»Du übertreibst .«

»Bitte: Seid Ihr zur Hochzeit des Königs eingeladen worden oder nicht .?«

Angélique gab keine Antwort und verließ den Salon. Es hatte keinen Sinn, dieses fruchtlose Gerede fortzuführen. Sie wollte lieber Florimond holen, da der Schwager ja einverstanden war. Während sie die Treppe hinunterging, ertappte sie sich bei einem Lächeln. Wie rasch sie doch zu dem altvertrauten zänkischen Ton zurückgefunden hatten, Hortense und sie .! Monteloup war also noch nicht tot. Es war immer noch besser, sich gegenseitig an den Haaren zu zerren, als einander fremd gegenüberzustehen.
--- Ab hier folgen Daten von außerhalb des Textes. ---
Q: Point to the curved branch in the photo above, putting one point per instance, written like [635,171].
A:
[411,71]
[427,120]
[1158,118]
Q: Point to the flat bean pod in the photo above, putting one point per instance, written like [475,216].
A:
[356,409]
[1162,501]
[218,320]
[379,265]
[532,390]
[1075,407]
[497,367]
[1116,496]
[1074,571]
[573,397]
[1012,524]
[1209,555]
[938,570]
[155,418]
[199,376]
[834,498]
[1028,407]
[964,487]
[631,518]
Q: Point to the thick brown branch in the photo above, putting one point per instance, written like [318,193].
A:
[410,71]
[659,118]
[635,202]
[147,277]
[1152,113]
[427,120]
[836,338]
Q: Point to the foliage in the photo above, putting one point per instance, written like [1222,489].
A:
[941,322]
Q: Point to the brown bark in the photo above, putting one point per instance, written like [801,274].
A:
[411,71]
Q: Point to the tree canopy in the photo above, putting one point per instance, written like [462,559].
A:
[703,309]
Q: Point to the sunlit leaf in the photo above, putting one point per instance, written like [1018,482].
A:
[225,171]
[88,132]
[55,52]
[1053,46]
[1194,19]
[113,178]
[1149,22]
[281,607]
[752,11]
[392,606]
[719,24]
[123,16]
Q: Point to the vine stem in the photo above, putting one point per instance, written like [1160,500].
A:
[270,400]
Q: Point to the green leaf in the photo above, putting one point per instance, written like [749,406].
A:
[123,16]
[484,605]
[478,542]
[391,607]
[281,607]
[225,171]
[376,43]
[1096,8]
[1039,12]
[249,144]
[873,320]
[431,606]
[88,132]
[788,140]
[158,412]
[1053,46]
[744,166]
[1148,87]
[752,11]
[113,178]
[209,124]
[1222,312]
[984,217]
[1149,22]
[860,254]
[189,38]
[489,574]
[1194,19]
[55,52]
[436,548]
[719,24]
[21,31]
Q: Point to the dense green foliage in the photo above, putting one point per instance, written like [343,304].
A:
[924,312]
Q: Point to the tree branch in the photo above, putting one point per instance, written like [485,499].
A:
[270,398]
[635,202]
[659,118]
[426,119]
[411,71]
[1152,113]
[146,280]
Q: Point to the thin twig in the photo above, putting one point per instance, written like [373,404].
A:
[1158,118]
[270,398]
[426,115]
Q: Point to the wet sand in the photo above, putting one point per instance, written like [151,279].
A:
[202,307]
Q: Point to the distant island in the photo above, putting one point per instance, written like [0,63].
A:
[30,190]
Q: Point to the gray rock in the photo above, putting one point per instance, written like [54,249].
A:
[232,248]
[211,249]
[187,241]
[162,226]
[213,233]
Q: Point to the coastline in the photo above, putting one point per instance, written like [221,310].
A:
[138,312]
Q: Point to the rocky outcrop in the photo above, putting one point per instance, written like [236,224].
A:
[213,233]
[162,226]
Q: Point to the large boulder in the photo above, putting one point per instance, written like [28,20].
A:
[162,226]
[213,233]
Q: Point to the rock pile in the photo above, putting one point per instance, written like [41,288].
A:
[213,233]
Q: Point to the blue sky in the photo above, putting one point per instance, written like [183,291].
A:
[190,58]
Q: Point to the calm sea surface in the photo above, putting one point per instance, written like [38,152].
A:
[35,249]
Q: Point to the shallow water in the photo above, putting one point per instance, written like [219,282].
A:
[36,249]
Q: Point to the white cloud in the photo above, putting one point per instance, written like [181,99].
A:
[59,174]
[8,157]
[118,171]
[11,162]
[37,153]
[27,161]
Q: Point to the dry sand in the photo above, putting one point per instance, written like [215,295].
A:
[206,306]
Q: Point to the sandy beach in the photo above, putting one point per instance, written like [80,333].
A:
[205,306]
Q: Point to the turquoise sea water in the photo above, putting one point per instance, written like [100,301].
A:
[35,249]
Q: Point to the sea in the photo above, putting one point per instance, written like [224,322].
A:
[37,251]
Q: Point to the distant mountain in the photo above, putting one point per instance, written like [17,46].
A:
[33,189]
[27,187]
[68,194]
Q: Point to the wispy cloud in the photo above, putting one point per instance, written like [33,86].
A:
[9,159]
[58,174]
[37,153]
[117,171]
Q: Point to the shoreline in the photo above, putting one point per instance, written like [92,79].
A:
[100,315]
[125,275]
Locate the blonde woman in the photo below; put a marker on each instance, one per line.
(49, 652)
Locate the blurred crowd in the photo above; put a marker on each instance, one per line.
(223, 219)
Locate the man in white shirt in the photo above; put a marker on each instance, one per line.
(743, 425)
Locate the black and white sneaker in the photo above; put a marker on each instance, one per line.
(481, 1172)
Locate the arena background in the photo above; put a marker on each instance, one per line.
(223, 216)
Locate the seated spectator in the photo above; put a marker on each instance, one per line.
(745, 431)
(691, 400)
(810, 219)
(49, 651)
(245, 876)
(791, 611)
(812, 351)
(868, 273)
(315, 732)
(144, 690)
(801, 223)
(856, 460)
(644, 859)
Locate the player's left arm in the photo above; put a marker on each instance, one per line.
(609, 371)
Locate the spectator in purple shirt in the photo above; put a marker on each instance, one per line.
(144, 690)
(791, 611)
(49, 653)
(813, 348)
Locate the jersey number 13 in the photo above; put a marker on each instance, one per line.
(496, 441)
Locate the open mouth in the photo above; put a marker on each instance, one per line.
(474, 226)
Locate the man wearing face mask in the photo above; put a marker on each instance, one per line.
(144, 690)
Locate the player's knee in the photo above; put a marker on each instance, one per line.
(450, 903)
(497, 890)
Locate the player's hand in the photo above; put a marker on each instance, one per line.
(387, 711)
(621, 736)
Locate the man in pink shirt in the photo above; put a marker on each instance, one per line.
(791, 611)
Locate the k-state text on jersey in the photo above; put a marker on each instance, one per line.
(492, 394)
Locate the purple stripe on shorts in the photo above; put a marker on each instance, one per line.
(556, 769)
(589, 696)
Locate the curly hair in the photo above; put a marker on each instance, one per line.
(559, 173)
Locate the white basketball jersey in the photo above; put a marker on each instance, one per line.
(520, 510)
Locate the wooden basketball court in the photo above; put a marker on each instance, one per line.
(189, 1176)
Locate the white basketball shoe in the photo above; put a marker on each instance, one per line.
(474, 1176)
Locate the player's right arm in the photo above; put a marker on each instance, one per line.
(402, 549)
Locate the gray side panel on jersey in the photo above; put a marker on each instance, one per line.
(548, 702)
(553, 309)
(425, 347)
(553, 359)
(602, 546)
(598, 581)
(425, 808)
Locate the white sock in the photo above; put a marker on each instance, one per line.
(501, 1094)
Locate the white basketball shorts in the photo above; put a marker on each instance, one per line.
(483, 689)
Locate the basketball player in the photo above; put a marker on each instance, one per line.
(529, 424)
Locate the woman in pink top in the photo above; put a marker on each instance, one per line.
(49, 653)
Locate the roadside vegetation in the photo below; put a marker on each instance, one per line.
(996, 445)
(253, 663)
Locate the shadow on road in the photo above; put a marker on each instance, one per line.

Die Lakaien und die beiden Kutscher saßen im Schatten des Gepäckwagens, tranken Rotwein und aßen saure Heringe, denn es war Freitag.

Angélique betrachtete ihr staubbedecktes Kleid und den bis zu den Wimpern mit Nasenschleim und Honig verschmierten Florimond, den Binet auf dem Arm trug. Welch kläglicher Aufzug!

Doch sie schien gleichwohl auf die Frau des in bescheidenen Verhältnissen lebenden Staatsanwalts höchst luxuriös zu wirken, denn Hortense, die ihr gefolgt war, lachte höhnisch:

»Nun, meine Liebe, für eine Frau, die sich beklagt, an einer Straßenecke nächtigen zu müssen, bist du nicht grade übel dran: eine Kutsche, ein Packwagen, insgesamt sechs Pferde, vier oder fünf Lakaien und zwei Dienerinnen?«

»Ich habe ein Bett«, erklärte Angélique. »Soll ich es hinaufschaffen lassen?«

»Das ist unnötig. Wir haben genügend Schlafgelegenheiten, um dich aufzunehmen. Hingegen ist es mir unmöglich, dieses ganze Bedientenvolk unterzubringen.«

»Du hast doch sicher eine Mansarde für Margot und die Kindermagd? Was die Männer betrifft, so werde ich ihnen Geld geben, damit sie in der Herberge übernachten können.«

Mit zusammengekniffenem Mund und angewiderter Miene starrte Hortense auf diese Männer aus dem Süden, die es für unter ihrer Würde erachteten, sich durch die Frau eines Staatsanwalts stören zu lassen, und unbekümmert weiteraßen, während sie sie mit ihren glühenden Augen herausfordernd anstierten.

»Die Leute deines Gefolges sehen entschieden wie Banditen aus«, erklärte sie mit gedämpfter Stimme.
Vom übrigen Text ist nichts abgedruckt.